Murid-murid at-Thabtaba’i
Ath-Thabataba’i telah mencetak puluhan ulama dan pemikir yang
memberikan kontribusi besar dalam pengembangan studi filsafat, politik, irfan,
tafsir dan lainnya, seperti:
1.
Ayatullah
Zawadi Amoli.
2.
Ayatullah
Murtadho Mutahhari.
3.
Ayatullah
Hasan Hasan Zadeh Amoli.
4.
Ayatullah
Yahya Anshari syirazi.
5.
Ayatullah
Muhammad Husein Bhesyti.
6.
Ayatullah
Mehdi Haeri Yazdi.
7.
Ayatullah
Murtadha Haeri Yazdi.
8.
Ayatullah
Muhammad Taqi Misbah Yazdi.
9.
Ayatullah
Jalalud-Din Asytiyani.
10.
Ayatullah
Ja’far Subhani, Dan lain-lain.[13]
D. Gambaran umum Tafsir al-Mizan
Tafsir al-Mizan diterbitkan pertama kali oleh Dar al-Kutub
al-Islamiyah, Teheran, pada tahun 1375 H, kemudian dicetak lagi tahun 1389 H
dan cetakan ketiga tahun 1392 H. Lalu diterbitkan oleh Mu’assasah al-A’lami,
beirut, tahun 1393 H.
Tafsir al-Mizan bisa dibilang sebagai kitab tafsir Syi’ah ternama
dan komprehensif, yang terlahir setelah kitab Majma’ al-Bayan (Imam
al-Thabarsi). Al-Mizan juga merupakan kitab tafsir yang concern dalam membahas
persoalan-persoalan kekinian, dengan berpedoman kepada kaidah Tafsir al-Qur’an
bi al-Qur’an.[14]
Lahirnya
tafsir al-Mizan diawali oleh perjalanan beliau pertama kali ketika tiba di Qum
dan memberikan kuliah-kuliah mengenai berbagai cabang keilmuan Islam. Salah
satu topik kajian beliau di lingkungan Hauzah Ilmiyah di Qum adalah tentang
penafsiran al-Qur’an, yang melibatkan banyak sarjana dan pelajar. Dia juga
melakukan dialog interaktif dengan seorang sarjana Perancis, Profesor Henry
Cobyn, yang juga dihadiri para ilmuan lainnya, emgenai ajaran-ajaran mistik
dalam agama-agama besar dunia dan Filsafat.[15]
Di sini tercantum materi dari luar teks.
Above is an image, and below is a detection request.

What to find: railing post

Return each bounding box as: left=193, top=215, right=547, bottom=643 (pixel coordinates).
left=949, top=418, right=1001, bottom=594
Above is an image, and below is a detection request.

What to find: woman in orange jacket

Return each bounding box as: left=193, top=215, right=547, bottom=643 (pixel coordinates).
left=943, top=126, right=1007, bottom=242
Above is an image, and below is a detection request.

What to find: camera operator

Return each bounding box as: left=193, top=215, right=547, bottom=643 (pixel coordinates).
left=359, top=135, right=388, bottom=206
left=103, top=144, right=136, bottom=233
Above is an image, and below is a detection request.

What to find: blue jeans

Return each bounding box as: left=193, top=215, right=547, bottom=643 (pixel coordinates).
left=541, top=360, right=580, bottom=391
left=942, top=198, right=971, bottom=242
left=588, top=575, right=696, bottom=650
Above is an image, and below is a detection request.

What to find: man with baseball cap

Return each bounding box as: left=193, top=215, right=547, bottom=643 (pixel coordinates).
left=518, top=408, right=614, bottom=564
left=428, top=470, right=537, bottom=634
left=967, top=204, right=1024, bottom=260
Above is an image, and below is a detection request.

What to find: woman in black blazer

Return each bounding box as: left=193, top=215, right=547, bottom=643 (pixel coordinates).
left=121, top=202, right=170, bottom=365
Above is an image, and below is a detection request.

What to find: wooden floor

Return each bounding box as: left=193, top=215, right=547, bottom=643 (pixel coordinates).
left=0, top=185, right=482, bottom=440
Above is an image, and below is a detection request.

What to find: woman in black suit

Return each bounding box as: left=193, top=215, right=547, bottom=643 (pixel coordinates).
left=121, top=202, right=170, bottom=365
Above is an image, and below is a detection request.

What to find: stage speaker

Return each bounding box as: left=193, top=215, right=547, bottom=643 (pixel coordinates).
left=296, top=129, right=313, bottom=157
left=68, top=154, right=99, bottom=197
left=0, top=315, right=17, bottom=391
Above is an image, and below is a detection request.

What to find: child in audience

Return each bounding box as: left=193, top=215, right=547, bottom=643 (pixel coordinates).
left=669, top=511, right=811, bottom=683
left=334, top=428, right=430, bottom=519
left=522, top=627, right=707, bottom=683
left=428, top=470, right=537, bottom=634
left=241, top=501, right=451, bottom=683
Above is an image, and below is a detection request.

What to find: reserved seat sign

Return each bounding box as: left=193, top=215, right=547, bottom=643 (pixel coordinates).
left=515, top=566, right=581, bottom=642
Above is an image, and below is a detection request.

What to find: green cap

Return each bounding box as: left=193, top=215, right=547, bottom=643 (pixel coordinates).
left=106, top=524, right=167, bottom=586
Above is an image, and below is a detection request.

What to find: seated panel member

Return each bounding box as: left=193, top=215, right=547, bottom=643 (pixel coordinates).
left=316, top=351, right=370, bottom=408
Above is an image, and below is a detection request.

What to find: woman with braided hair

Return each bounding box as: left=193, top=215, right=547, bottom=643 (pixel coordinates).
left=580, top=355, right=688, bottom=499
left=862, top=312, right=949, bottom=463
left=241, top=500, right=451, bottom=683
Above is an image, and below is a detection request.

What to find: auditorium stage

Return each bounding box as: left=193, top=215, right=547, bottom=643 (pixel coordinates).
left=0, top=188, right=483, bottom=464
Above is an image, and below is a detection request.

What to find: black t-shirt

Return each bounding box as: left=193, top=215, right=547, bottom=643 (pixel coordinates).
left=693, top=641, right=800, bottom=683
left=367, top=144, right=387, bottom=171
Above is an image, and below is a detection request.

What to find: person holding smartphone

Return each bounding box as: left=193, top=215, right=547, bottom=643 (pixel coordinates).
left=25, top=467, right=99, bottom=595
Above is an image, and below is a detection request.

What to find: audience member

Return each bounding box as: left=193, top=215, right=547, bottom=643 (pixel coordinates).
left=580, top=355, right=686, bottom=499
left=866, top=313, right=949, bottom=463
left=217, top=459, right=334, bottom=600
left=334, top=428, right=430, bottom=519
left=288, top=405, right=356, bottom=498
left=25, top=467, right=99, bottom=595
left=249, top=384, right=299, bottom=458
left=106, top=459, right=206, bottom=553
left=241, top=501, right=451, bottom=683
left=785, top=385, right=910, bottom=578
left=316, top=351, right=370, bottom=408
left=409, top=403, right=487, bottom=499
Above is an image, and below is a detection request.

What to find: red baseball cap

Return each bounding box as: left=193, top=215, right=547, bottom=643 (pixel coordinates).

Kitab tafsir ini juga sengaja disebut dengan al-Mizan, karena di
dalamnya Thabataba’i menampilkan banyak pendapat, baik dari mufassir maupun
pakar keilmuan lainnya seperti ahli hadis, sejarah dan lain-lain, yang kemudian
dikritisi dan analisa dengan cukup mendalam.
Thabataba’i juga mendasarkan penafsirannya kepada kitab-kitab lain
yang dipandang cukup relevan dan bisa mendukung penafsirannya, baik bidang
tafsir, hadis, sirah, sejarah, bahasa dan lain-lain. Namun, begitu beliau tetap
memberikan kritikan dan komentar. Disinilah letak keunggulan beliau di antara
mufassir-mufassir lainnya.
E.
Kitab-kitab Tafsir yang menjadi rujukan Tafsir al-Mizan adalah:
1.
Jami’
al-bayan (al-Thabari)
2.
Al-Kasyaf (al-Zamakhsyari)
3.
Majma’
al-Bayan (al-Thabrasi)
4.
Mafatih
al-Ghaib (Fakhruddin al-Razi)
5.
Anwar
al-Tanzil (Baidhawi)
6.
Ruh
al-Ma’ani (al-Alusi), dan lain-lain.
Sementara dalam persoalan kebahasaan, beliau mendasarkan pada
beberapa kitab, antara lain al-Mufradat (al-Ragib al-Isfahani), al-Shihah
(al-Jauhari), Lisan al-Arab (Ibn al-Manzhur), Qamus al-Muhith
(al-Fairuzzabadi).
F.
Metode tafsir al-Mizan
Metode penafsirannya adalah metode Tahlili, dengan menggunakan dua
pendekatan sekaligus yaitu Bi al-Matsur dan Bi al-Ra’yi. Adapun
menurut ‘Ali al-Usi dan al-Iyazi jenis bi al-Matsur nya al-Mizan adalah dengan
cara Maudhu’i. Namun jenis bi al-Matsur nya tafsir al-Mizan berbeda, misalnya
dengan tafsir al-Thabari. Hal ini karena al-Mizan sebagai kitab tafsir yang
bercorak Syi’ah, juga didasarkan kepada pendapat para Imam yang diyakini
sebagai orang orang yang maksum. Bahkan, Thabataba’i juga menggunakan rasio
untuk memahami ayat, teurtama ayat-ayat yang menuntutnya untuk dijelaskan
secara filosofis dan logis, seperti masalah Tauhid. ‘Ishmah, keadilan tuhan,
perbuatan manusia antara Jabr dan Qadr.[16]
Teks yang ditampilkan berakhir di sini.